Wie is gek? De ‘collectieve zwaarmoedigheid’ is verbazingwekkend, volgens Van Rossum. In termen van Fromm: de samenleving is ziek. Althans in de wijze waarop ‘problemen’ worden benoemd en uitvergroot. Ik lunch of eet met twee of drie vrienden elk jaar in de kerstvakantie. Een van hen is Willem Schewe, een KLPD-commissaris, die wars is van wetenschappelijk en politiek correcte mumbo jumbo en daardoor soms direct tot het hart van de zaak doordringt. Deze keer heeft hij het over de onderhorigheid van ons allen aan de tijdgeest. Horigheid is een mooi woord dat verwijst naar overgave, onderdanigheid, kritiekloos aanvaarden. We aanvaarden volgens Willem de gekheid van bureaucratisering van het politiewerk, de gekmakende verantwoordingsrituelen, de angstbeelden van niet door enige kennis gehinderde ‘intellectuelen’, het heilig geloof in schaalvergroting en waanwijze denkbeelden over angst, risico’s en bedreigingen in onze samenleving. Na afloop lopen we door de multiculturele metropool Rotterdam naar het station. We lachen naar elkaar en de mensen onderweg en op het station lachen met elkaar en soms naar ons. We leven in een van de meest welvarende landen. En, we kunnen alles doen als we de mafketels negeren, opsluiten, drogeren of desnoods deporteren. Wie is gek in dit gekkenhuis?
Twitter Bob Hoogenboom
Zucht (van opluchting). Ben ik dan toch niet de enige die zich verbaast over de hedendaagse samenleving, waarbij zelfs een ongeluk op de stoep voor je woning tot een “ver van mijn bed”-incident verworden is?
De wat lastigere vervolg vraag is dan wie er belang bij heeft dat het beeld dat ons land op de rand van bankroet staat, onveilig wordt gemaakt door criminele buitenlanders en dreigt de kerktorens door minaretten te vervangen blijft bestaan.
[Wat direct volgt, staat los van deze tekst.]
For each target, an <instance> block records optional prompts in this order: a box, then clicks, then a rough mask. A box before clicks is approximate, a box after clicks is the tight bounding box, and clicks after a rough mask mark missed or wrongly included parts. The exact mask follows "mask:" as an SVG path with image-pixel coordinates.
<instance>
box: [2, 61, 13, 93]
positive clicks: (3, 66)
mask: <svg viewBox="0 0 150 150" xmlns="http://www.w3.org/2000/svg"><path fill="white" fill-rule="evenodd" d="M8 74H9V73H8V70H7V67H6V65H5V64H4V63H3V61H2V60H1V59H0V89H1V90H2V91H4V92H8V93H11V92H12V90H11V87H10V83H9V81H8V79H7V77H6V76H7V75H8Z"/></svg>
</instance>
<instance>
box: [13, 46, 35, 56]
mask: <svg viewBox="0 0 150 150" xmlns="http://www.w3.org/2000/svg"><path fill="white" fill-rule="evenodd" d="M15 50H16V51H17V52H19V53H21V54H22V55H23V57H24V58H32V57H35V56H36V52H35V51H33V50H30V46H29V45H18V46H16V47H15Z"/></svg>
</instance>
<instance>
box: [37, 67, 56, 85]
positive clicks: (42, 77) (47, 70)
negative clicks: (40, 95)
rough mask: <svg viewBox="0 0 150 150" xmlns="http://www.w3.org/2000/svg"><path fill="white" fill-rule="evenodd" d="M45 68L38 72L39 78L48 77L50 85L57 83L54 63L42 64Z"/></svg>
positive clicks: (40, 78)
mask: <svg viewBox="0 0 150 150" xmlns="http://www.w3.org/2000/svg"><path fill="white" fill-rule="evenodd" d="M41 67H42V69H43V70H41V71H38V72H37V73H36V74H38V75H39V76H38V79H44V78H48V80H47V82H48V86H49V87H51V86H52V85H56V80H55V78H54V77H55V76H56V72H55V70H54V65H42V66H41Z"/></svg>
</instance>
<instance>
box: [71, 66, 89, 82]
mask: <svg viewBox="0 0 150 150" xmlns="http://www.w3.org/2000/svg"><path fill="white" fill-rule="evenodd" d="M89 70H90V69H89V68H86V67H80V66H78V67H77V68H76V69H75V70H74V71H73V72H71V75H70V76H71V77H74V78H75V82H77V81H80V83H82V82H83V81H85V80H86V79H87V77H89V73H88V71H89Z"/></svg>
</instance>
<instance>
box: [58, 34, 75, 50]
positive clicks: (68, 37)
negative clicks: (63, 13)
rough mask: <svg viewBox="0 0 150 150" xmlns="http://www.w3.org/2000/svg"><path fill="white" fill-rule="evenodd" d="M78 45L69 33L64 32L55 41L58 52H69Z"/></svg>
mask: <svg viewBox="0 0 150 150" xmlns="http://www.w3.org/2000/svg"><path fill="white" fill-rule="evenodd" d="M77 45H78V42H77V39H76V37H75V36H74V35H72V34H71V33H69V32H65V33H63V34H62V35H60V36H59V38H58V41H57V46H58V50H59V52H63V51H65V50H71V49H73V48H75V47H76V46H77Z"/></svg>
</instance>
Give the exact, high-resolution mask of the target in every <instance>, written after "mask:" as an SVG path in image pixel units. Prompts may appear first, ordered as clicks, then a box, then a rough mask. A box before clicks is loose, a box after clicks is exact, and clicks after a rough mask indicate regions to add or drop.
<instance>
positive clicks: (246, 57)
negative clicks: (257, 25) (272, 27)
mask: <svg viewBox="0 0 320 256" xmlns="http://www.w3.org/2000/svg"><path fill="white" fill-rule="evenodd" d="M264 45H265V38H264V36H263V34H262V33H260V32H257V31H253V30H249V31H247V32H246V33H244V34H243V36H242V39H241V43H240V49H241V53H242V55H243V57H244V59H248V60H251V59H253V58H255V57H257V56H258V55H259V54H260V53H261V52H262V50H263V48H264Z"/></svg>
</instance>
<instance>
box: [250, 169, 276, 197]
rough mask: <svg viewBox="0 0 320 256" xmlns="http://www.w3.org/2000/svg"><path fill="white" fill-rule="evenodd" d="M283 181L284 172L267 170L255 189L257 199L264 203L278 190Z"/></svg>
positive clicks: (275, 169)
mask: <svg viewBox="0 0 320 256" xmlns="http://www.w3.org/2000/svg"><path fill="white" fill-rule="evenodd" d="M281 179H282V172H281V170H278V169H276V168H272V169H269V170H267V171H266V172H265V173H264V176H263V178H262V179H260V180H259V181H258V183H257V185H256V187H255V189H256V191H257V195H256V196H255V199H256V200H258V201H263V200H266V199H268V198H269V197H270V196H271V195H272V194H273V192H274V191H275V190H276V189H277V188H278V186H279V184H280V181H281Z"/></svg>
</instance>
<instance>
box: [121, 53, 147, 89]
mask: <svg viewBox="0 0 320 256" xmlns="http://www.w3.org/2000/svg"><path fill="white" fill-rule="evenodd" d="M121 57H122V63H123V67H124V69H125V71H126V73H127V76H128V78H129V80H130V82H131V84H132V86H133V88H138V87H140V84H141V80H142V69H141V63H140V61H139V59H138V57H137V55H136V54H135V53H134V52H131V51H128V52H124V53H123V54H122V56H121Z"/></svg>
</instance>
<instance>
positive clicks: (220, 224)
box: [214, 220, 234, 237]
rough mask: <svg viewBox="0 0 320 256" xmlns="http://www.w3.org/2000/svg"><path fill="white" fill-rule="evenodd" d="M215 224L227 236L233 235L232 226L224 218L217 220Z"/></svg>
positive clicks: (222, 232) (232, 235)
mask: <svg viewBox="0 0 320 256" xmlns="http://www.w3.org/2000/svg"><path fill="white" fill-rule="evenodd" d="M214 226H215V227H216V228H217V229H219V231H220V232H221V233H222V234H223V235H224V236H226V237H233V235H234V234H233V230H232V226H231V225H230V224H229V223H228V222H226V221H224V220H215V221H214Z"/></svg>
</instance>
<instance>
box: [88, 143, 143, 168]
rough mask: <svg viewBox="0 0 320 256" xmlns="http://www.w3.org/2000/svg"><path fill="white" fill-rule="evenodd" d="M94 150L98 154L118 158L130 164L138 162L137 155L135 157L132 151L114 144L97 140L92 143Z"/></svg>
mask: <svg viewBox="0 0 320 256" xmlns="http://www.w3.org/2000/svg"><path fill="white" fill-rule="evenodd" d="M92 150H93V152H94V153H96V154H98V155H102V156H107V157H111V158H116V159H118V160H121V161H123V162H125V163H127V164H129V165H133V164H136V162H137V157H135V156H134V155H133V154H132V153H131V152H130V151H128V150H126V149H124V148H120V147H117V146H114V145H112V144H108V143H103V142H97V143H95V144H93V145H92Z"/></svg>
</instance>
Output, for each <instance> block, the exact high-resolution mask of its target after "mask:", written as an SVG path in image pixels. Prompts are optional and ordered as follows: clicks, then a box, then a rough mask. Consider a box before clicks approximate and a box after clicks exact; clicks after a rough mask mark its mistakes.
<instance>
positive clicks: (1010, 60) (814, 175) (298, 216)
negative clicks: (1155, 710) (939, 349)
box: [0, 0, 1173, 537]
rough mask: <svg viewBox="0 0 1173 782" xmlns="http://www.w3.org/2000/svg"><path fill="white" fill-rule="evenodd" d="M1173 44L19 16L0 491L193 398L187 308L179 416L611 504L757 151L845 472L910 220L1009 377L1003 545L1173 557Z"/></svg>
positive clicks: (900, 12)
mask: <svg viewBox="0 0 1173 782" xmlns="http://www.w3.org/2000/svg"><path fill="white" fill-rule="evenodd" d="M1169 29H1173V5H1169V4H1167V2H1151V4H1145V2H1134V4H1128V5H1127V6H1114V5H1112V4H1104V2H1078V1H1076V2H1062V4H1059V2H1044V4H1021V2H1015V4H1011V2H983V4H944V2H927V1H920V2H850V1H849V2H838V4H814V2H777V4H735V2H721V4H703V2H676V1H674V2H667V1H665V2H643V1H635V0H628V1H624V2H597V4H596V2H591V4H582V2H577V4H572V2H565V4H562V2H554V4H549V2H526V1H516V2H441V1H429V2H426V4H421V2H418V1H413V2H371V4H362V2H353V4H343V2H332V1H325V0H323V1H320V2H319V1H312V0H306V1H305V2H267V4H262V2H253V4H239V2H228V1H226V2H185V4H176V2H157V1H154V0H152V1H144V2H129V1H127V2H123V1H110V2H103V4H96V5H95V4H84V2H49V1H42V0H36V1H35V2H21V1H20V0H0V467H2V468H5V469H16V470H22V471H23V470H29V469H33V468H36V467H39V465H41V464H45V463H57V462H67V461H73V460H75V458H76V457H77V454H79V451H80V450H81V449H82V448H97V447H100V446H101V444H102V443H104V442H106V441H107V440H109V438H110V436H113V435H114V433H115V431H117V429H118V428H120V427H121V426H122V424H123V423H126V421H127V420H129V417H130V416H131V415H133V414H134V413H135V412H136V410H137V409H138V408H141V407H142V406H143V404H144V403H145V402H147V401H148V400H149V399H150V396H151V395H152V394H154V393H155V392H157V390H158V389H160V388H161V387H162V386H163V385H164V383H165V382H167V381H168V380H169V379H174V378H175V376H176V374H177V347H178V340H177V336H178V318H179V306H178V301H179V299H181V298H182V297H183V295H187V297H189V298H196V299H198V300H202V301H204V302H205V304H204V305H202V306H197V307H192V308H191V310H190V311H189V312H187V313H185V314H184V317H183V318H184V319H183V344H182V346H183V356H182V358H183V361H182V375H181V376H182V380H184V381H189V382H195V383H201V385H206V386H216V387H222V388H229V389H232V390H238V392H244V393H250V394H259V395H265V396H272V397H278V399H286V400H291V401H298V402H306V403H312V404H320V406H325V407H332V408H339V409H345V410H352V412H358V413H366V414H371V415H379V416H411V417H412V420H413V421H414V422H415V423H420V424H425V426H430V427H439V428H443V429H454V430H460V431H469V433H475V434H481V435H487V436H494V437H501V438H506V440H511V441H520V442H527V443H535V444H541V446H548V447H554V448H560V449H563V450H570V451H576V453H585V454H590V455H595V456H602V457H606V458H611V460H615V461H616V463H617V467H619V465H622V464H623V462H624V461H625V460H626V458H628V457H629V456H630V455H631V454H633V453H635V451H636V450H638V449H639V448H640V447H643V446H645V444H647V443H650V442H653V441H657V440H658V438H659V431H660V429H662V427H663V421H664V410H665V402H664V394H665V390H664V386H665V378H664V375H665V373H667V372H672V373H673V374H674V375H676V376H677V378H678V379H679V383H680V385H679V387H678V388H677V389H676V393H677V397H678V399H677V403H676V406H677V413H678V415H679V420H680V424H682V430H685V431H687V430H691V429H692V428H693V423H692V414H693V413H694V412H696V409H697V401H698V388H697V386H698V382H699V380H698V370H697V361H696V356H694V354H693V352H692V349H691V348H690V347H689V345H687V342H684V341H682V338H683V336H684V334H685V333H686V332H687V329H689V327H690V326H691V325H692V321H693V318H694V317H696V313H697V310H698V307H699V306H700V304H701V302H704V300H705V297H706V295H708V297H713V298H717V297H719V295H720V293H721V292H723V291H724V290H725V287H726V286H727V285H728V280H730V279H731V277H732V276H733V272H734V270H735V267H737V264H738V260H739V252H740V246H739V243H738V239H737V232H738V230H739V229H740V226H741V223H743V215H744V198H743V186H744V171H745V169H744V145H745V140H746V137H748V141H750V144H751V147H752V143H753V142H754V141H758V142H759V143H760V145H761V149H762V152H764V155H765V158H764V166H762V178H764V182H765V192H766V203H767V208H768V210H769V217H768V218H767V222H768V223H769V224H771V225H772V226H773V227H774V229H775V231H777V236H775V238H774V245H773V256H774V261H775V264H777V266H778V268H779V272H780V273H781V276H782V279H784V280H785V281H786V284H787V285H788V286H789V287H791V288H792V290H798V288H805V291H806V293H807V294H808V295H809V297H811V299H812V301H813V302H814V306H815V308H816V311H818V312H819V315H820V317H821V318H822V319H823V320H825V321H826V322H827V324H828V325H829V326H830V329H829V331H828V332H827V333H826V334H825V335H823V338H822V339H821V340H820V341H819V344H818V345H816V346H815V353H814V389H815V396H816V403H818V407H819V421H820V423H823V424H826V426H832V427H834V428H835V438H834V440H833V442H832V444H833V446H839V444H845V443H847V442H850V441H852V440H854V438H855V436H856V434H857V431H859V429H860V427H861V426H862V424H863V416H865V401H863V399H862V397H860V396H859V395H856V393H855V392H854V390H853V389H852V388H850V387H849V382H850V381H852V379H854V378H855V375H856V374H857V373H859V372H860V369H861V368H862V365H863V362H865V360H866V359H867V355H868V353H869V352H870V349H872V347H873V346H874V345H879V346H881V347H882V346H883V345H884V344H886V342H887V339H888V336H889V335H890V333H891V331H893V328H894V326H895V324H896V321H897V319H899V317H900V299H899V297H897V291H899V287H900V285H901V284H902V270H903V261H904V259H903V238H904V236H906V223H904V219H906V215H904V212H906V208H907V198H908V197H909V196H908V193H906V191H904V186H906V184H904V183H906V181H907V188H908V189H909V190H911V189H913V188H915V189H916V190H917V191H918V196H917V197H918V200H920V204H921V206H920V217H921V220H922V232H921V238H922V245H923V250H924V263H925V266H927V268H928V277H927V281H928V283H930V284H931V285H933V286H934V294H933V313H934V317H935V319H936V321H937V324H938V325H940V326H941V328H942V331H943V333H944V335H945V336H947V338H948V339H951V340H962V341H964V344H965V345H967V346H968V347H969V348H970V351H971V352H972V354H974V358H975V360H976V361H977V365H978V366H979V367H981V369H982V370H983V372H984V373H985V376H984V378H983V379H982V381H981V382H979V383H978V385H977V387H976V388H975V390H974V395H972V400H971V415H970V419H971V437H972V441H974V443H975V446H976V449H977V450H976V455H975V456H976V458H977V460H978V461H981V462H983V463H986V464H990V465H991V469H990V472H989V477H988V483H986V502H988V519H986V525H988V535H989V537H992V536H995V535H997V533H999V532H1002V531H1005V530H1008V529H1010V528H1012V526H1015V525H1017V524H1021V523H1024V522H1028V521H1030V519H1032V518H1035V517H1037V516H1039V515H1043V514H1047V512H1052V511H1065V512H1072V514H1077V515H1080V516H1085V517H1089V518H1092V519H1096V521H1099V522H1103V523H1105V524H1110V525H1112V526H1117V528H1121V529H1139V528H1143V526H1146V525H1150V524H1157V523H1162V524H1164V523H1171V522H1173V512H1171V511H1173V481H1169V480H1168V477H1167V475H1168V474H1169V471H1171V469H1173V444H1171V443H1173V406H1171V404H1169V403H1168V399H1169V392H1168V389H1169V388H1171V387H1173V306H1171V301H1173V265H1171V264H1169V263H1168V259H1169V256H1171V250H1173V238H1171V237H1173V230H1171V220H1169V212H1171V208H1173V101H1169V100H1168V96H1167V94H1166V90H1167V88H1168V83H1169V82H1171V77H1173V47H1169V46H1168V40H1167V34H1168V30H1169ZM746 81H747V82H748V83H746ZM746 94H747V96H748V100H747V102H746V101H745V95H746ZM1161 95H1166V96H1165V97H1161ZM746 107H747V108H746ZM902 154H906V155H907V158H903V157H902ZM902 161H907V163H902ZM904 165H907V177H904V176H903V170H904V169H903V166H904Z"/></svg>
En waarom we kennelijk bereid zijn die belanghebbenden te geloven.
Wat is normaal ? In mijn werk als jeugdagent kom ik wel eens bij de mensen thuis. Ik heb daarbij wel situaties aangetroffen waarbij ik een jongeman thuisbreng die wat heeft uitgevreten. Direct bij binnen komst stormt deze langs zijn moeder, gaat op de bank zitten en zet de TV hard aan. Het gevolg is dan ik een gesprek aanga met moeder bijna schreeuwend om bobven het geluid van de TV uit te kunnen komen. Toen ik de jongere daarop aansprak en zei “Doe eens normaal” maakte ik een grote fout, want deze jongeman was anders opgevoed als dat ik bij een opvoeding voor ogen heb. Voor zijn doen deed hij normaal, mijn opmerking wekte alleen maar verbasing en leverder vervolgens een discussie op met moeder en zoon waardoor ik aan mijn oorspronkelijke verhaal niet meer toekwam. Wij maken deze maatschappij zelf en dat begint thuis. Ook als anderen van alles roepen en doen kunnen we onze kinderen nog steeds vertellen dat deze persoon gek is en gek doet. Ook in ons werk kunnen we vertellen wat wij wel en niet accepteren wat voor ons normaal is en wat niet. We weten als ouder echter ook dat we het soms heel vaak moeten zeggen voor dat het doordringt. Herhaling is de kracht van de reclame. Ik neem daarom altijd een voorbeeld aan de stichting “Sire” die blijft herhalen wat goed is en dat vaak door te laten zien hoe gek we vaak doen.
Tsja Bob. Kan het alleen maar hartgrondig met je eens zijn. Als individu deel uitmakend van een onzekerheidsreducerende samenleving, waar iedereen het heeft gedaan behalve jijzelf. Klakkeloos ja zeggen tegen een leidinggevende die denkt dat hij weet waar hij het over heeft. Onnadenkend achter iemand aan lopen omdat hij weer eens een goed vallende oneliner heeft geuit.
Maar goed Bob, wat belangrijker is. Hoe keren we dit tij, zonder er zelf het spreekwoordelijke bijltje er bij neer te gooien?
Aan mij zal het niet liggen. Vind het een taak hen te spiegelen die ik er van verdenk onzekerheidsreducerende bureaucratisch onbegrijpelijk zaken te verzinnen.
Ik vind dit op het eerste gezicht een nogal zwalkend betoog waarin de vraag die gesteld wordt in de titel uiteindelijk niet wordt beantwoord en waarin iedereen – cultuuroptimist en -pessimist – het zijne/hare kan vinden. Maar dat mag natuurlijk in een column.